Words vs Video
I love words. I’ve made most of my career out of educating and persuading people through words.
And yes, with an occasional photo or graphic to back me up.
But now there’s video … but not just video … online video.
YouTube just announced that its year-over-year growth in daily visitors is up 40%. And the strongest driver of that growth is viewing via mobile devices, which was up more than 80% for the same period.
YouTube noted that Hillary Clinton announced her presidential campaign via a YouTube video.
After reading the YouTube news on Bloomberg, the next item I turned to in my email led me, entirely coincidentally, to these online videos by UNICEF Uruguay addressing violence against children. No words.
Take a look …
First question … have you added online video to your fundraising quiver?
Second question … is your online presence mobile friendly?
Tom
P.S. If it’s any consolation to the wordsmiths out there, you might note that the mimes were attention-getters … their performances got watchers/viewers to become brochure-takers! Relax, there’s still work available for wordsmiths.
I’ve seen so many deeply moving videos for charity. It’s hard to imagine any medium that touches the emotions the way a great video does.
But I’m just not seeing the metrics that show video converting to donations. I have talked to lots of charities about their video and the metrics are dismal. 600,000+ views on YouTube and only a couple of donations. A producer of videos on the homeless told me 65,000 views typically brings in less than $500. There are some great videos getting lots of views but few donations.
The videos are great but the stats I’m hearing about are lower than conversions on other types of digital marketing. We clearly haven’t cracked this nut.
Videos are fabulous for donor engagement and increasing donor loyalty. The emotional connection they build for existing donors is hard to beat.
But we really need to see some metrics behind the videos before we move resources from a revenue producing stream to video. We all need to keep working at it but I’m very tired of seeing examples touted with no metrics to tell us how effective they actually are.
We need to demand the same rigour in measuring digital as we regularly use for our more conventional direct marketing.
I am all for using tools for donor loyalty and retention but I have different measurements than I do for direct marketing. I think we need to be very clear about what exactly a particular marketing channel is producing and how it is best used.
Show me the metrics
Greetings from London.
Chaps, you surprise me. It’s a nice little video, but…
…I’d become accustom to you rightly saying, ‘look, no call to action!’, ‘the donor isn’t star’, ‘metaphors don’t work’, and ‘show the donor the problem and how they can fix it’.
Perhaps this helps answer Denisa’s question about why even the best of these videos get low conversion rates. Maybe because the entry cost is low, it becomes the playground of ‘brand exercises’ or provides the ‘it’s awareness raising’ excuse.

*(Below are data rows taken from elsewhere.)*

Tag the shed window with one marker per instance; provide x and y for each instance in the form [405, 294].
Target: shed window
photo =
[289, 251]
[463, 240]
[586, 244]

If the space was more expensive we would be borrowing from direct-response TV more. For example driving people to premium SMS or telephone, rather then asking them to faf about clicking through and having to fill in on-line forms.
Denisa – It occurs to me that one add’l metric which may be difficult to measure is the benefit an organization receives when a broader audience is aware of and understands the mission and the good works accomplished.
I live in an area where the local land trust has experienced some negative blowback to their land acquisition plans, due primarily, I believe, to the lack of understanding about the organization, it’s mission and it’s previous successes. Not sure how that can be measured, or actually proven….
[full disclosure: I am a videographer]
I love Denisa’s question re video & revenue. I attended a donor engagement webinar on Wednesday based on interviews with 1,263 donors. “They love short videos”, but no one is talking about the $$.
Are there any stats?
Thanks
I think video is definitely a good way to educate and advocate. Education and advocacy both lend overall support to a cause. But when we start talking about adding it to our fundraising quiver we have to apply the same metrics we do to our other fundraising streams.